Began to love myself. The first few days were painful. I would sleep with the lights on at night. Watch TV continuously for hours. Dumped myself on the bed when I got back from work and so on…
Some days later, I shook myself to get out of this mundane routine and do things I like.
So, I began cooking on weekends, joined a gym, woke up early, started writing and reading more. Before I knew it, I was more active and improved as a person. I began to love this new me – who was earlier only about ‘pleasing my husband and obsessing with him.’
Stopped mulling over things. There are certain habits that we never come to face with, when we are with our partner. It’s like you are constantly with your shadow. Time apart made me Face my limitations and negativities. I realized I had so many of them I could eventually make a list! Biggest one of them all was of pondering too much over trivial issues.
I started by addressing this and realized in no time that a) keeping myself busy was the key and b) Spending time doing unproductive things was the cause.
Giving quality time to relationships once ignored. One relationship that is likely to suffer when you are bound in marriage is the time you spend with your parents.
When he went away I got ample opportunity to be with my parents. Not only that, I built an independent relationship with my in-laws. I can say that I got this chance to become their daughter instead of daughter-in-law. To this day, I thank God for this turnaround.
I find women like me struggling everyday to maintain that balance between work and in-laws. But, this time alone with them benefited us and worked like MAGIC.
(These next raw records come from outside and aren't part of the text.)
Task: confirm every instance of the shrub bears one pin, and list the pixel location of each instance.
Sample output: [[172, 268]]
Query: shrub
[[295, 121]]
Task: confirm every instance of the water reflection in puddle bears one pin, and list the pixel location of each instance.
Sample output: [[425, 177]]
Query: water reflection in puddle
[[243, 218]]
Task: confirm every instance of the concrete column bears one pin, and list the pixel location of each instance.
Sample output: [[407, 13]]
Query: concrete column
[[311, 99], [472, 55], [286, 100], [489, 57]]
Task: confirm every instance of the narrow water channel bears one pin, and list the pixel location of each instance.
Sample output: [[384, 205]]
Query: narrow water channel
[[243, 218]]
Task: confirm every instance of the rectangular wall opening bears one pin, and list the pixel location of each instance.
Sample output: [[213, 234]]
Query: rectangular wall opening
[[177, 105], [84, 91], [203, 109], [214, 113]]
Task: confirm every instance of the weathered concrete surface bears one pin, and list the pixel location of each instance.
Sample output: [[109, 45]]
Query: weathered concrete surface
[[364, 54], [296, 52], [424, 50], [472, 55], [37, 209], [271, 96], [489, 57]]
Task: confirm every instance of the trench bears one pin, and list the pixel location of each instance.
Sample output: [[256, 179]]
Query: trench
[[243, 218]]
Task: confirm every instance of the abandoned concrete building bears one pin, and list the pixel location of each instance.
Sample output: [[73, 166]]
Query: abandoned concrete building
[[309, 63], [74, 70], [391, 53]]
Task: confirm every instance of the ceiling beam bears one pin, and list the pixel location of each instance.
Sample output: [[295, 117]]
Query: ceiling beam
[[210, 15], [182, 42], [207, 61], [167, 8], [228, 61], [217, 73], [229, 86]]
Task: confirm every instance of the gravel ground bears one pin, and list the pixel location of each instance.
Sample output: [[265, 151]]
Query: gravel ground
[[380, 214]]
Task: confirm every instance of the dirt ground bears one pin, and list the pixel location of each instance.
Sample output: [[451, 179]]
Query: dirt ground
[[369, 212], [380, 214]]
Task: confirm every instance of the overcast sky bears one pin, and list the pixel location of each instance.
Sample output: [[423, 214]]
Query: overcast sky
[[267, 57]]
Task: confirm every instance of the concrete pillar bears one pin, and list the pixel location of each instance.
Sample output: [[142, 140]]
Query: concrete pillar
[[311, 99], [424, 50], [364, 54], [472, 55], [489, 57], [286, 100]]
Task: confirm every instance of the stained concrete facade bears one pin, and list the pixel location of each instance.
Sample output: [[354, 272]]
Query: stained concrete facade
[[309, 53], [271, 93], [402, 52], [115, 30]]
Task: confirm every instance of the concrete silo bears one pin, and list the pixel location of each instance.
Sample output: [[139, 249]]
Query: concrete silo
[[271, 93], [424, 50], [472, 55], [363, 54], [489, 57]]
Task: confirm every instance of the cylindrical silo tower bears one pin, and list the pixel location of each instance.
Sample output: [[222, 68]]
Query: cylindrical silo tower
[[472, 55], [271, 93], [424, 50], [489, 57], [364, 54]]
Distance makes the heart grow fonder. It may sound clichéd, but I believe it is true – that’s why it is overused. Has been true for me and many others. Unless you get it in your head, distance can actually work wonders for a relationship. The absence of the person you love makes you realize those habits/things that you would like to UNDO.
You are a better person. You surprise yourself when this change is also reflected in your personality around your partner. The self-confidence and regained identity, especially having proven you can manage work, household chores and family alone too gives you a boost.